Si les règles sont clairement exposées concernant le non-lieu contre des actes positifs en excès de pouvoir, la jurisprudence a longtemps été plus nuancée ou hésitante concernant les décisions de refus. L'intervention en cours d'instance d'une décision individuelle rend sans objet le recours pour excès de pouvoir dirigé contre la décision de refus qui avait été, dans un premier temps, opposé à l'intéressé. C'est le cas d'un permis de construire délivré alors qu'initialement refusé (18), de la délivrance d'un visa initialement refusé (19), d'un agrément finalement accordé à une association d'accueil de personnes handicapées (20) ou encore de la communication de documents administratifs initialement refusée (21). La jurisprudence était moins lisible pour ce qui concerne le refus de prendre un acte réglementaire. Il y a désormais possibilité de non-lieu sur des conclusions qui tendent à l'annulation d'un refus d'abrogation en cas d'intervention, en cours d'instance, de l'abrogation demandée (22), même s'il y eu commencement d'application et alors même que l'abrogation ne serait pas devenue définitive (23). Cela avait longtemps été refusé (24). De même, le non-lieu n'était pas possible en cas d'intervention en cours d'instance d'un décret d'application d'une loi que le gouvernement avait initialement refusé de prendre (25). C'est le cas désormais. En présence d'un refus implicite de prendre un décret, l'intervention ultérieure de celui-ci rend sans objet le recours déposé contre le refus et ceci malgré le vide juridique qui s'est intercalé et qui ne peut être comblé rétroactivement (26). Dans la même logique, la ratification par le Parlement d'une ordonnance prévue par l'article 38 de la Constitution (N° Lexbase : L0864AHH) entraîne un non-lieu à l'égard d'un recours qui aurait été formé contre elle (27). C'est le cas aussi si l'ordonnance est devenue caduque faute de dépôt d'un projet de la loi de validation (28).

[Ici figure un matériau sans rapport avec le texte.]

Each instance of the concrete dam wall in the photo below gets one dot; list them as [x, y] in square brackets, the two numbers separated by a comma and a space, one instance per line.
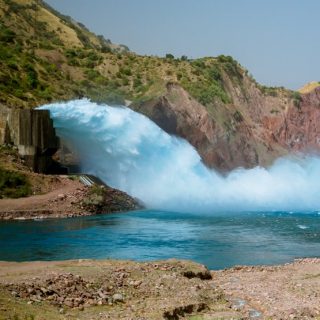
[33, 133]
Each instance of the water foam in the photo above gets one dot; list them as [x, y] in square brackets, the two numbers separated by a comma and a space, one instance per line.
[131, 153]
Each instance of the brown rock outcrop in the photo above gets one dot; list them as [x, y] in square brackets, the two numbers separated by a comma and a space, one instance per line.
[254, 129]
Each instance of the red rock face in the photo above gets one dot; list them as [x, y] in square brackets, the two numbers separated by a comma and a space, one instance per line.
[254, 130]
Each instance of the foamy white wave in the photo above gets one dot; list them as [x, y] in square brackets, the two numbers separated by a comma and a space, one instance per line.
[129, 152]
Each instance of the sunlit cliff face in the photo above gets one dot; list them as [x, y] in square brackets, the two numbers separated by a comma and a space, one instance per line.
[131, 153]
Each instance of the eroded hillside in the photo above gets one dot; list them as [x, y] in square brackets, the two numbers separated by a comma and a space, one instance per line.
[212, 102]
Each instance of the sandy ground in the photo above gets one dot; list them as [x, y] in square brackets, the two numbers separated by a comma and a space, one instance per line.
[172, 289]
[60, 201]
[291, 291]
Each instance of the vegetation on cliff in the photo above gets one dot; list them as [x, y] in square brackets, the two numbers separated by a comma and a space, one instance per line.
[46, 56]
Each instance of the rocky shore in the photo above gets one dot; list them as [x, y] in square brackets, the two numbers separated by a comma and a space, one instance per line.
[171, 289]
[68, 197]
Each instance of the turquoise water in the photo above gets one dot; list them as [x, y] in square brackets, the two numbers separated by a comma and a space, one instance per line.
[218, 241]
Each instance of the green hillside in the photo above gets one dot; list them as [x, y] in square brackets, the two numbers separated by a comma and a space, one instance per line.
[46, 56]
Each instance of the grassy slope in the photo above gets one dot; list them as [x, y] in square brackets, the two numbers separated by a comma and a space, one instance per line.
[46, 56]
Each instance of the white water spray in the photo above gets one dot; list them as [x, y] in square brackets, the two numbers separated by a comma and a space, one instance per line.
[129, 152]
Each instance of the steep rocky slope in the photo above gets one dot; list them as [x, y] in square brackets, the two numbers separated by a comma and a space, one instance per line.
[212, 102]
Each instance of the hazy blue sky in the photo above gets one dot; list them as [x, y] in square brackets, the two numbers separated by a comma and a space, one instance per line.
[277, 40]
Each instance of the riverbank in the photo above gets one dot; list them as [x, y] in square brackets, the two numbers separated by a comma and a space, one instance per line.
[171, 289]
[68, 197]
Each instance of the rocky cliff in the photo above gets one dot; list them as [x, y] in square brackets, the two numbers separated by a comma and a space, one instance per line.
[252, 130]
[33, 133]
[212, 102]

Les règles de principe concernant la technique de la jonction des requêtes ou l'utilisation par le juge du non-lieu à statuer sont encadrées par la jurisprudence pour que les administrés n'aient pas le sentiment d'être victimes d'un déni de justice à l'évocation de simples arguments procéduraux mais devant les contraintes imposées par la nouvelle règlementation pendante devant le contentieux administratif et la logique qui en découle, on assiste à un contexte général qui tend plutôt à assouplir l'ensemble de ces règles de principe. C'est dans ce cadre que s'inscrit la décision d'espèce.

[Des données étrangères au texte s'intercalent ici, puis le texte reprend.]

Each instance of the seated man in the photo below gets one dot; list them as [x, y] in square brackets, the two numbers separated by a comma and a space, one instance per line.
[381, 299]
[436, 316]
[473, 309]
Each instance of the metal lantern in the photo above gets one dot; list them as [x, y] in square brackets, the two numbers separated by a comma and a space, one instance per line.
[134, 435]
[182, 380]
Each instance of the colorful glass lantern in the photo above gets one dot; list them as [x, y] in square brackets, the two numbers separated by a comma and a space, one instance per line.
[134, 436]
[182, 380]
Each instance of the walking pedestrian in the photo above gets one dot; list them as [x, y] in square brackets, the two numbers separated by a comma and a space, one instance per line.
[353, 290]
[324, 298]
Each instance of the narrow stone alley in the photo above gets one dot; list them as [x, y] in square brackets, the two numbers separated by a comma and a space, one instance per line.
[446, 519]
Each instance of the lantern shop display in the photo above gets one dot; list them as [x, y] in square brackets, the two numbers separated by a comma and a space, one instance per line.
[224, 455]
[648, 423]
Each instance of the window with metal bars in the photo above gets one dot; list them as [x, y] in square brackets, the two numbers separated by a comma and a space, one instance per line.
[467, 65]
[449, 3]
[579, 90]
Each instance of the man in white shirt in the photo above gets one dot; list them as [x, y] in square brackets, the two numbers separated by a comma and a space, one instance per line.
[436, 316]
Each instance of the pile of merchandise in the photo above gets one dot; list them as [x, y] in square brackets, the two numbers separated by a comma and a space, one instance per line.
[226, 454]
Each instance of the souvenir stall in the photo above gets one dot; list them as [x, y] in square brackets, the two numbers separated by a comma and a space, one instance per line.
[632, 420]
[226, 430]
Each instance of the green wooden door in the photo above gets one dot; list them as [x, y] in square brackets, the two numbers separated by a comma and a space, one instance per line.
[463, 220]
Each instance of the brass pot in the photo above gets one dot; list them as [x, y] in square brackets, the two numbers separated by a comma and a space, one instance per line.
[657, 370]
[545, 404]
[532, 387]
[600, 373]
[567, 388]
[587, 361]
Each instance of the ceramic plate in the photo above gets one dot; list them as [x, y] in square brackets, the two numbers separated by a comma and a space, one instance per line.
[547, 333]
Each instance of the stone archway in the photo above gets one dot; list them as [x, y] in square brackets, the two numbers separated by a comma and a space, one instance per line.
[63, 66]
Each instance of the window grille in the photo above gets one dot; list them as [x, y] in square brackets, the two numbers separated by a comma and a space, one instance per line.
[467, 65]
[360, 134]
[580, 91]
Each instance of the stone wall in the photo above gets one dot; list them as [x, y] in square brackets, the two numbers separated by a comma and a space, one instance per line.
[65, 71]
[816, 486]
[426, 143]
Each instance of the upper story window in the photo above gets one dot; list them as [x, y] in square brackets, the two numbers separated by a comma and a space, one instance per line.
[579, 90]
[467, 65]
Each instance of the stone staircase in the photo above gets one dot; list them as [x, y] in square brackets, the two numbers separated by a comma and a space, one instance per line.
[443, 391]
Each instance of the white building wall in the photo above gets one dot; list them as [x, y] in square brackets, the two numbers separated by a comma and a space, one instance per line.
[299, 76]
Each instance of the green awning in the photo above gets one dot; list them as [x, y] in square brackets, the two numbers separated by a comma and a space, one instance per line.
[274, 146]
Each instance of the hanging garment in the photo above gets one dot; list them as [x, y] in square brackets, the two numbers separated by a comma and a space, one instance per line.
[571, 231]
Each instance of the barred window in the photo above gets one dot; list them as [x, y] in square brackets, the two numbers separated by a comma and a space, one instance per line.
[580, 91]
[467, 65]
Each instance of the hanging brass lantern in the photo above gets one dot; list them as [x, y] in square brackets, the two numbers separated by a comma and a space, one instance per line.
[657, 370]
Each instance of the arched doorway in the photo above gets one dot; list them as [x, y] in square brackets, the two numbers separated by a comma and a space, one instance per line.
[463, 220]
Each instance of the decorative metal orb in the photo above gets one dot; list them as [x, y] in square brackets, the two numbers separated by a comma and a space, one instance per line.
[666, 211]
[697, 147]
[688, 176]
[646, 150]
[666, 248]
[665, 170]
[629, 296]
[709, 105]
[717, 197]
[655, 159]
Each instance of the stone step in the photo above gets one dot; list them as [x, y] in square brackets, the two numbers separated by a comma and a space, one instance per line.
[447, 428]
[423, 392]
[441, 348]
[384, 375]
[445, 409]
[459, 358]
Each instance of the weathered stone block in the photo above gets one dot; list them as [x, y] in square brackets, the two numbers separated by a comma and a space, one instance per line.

II - Une jonction de requêtes et un non-lieu à statuer qui bénéficient d'un mouvement général d'assouplissement des règles de principe
La décision d'espèce, dans son ensemble, rompt avec la rigueur des principes qu'on a pu évoquer concernant la jonction des requêtes et le non-lieu à statuer et pourrait être mise en cause pour ne pas préserver les intérêts des requérants. Elle s'inscrit, en ce sens, dans un mouvement général de remise en cause des hypothèses d'interdiction de principe de la jonction des requêtes qui existaient jusque là justement pour protéger les droits des requérants (A). On ne peut pas raisonner de la sorte dans la mesure où le juge, lorsqu'il utilise ces techniques, préserve, dans la majeure partie des cas, leurs intérêts. On peut même dire que l'arrêt rapporté s'inscrit aussi dans un autre mouvement général tendant à préserver l'essentiel des droits des requérants (B).

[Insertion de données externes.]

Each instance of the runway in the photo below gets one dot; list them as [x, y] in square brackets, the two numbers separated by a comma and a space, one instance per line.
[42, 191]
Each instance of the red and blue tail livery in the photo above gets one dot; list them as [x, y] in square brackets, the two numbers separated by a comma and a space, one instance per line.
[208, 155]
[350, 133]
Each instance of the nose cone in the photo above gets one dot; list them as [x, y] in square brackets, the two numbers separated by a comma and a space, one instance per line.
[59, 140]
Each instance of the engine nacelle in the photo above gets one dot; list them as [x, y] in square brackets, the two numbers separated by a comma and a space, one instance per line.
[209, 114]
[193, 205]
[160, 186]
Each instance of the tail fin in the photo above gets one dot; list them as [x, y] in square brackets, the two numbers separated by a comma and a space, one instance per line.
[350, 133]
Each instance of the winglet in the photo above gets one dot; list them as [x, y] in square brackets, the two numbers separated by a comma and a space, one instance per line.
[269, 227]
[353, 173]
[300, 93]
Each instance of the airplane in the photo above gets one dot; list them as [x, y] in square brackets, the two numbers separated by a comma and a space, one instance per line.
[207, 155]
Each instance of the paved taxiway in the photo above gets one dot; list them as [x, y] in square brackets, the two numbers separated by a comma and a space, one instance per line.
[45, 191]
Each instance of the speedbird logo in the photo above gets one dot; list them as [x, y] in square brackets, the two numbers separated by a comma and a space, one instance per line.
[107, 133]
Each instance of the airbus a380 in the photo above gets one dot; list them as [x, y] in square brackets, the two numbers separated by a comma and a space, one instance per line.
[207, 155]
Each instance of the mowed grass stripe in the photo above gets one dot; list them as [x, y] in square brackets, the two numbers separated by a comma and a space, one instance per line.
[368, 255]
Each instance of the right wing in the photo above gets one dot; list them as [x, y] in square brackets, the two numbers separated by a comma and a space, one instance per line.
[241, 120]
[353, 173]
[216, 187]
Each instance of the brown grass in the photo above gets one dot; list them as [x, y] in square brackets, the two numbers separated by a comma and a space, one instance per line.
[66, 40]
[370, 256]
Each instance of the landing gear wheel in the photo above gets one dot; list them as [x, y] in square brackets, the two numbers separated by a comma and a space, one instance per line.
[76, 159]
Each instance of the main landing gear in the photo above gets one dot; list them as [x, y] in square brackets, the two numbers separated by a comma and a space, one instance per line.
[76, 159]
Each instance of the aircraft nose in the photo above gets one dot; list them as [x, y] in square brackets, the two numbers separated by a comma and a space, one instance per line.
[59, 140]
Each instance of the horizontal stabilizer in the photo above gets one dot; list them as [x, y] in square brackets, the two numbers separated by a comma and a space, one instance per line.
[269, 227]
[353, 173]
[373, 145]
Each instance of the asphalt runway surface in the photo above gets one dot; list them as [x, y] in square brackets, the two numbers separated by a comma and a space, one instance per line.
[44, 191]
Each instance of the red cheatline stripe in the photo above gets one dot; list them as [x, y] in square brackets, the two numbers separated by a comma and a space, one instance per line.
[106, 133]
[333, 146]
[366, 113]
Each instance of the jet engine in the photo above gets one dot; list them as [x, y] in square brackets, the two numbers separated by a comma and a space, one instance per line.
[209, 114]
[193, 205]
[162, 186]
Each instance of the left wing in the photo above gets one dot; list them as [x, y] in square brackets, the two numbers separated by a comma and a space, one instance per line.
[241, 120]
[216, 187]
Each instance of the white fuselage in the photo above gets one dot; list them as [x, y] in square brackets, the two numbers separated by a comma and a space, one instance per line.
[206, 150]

A - Une décision qui s'inscrit dans un mouvement général de remise en cause des hypothèses d'interdiction de jonction des requêtes
Elle s'inscrit dans un mouvement plus général d'atténuation des règles de principe concernant la jonction des requêtes où des interdictions de principe sont remises en cause sous l'effet de décisions du juge, de l'évolution de certains principes ou de l'adaptation de l'office du juge. Il y a d'abord une dérogation importante au principe de neutralité de la jonction qui a été opéré en matière électorale. Le juge considère ainsi que lorsqu'il y a une annulation en appel, pour irrégularité, d'un jugement d'un tribunal administratif à la demande d'un seul des requérants de première instance, cette annulation a pour effet de le ressaisir de l'ensemble des protestations (29). Le juge adapte ici son office, qui n'est pas de protéger des droits subjectifs mais de s'assurer le plus possible qu'il ne laisse pas subsister une élection entachée d'une irrégularité d'ordre public ou signalée par les protestataires. C'est la conséquence nécessaire de l'indivisibilité des résultats du scrutin et de l'office particulier du juge électoral, qui est de rétablir la véritable volonté des électeurs et qui, par exception à la règle générale, lui impose d'ailleurs, en pratique, de joindre l'ensemble des protestations dont il est saisi contre un même scrutin.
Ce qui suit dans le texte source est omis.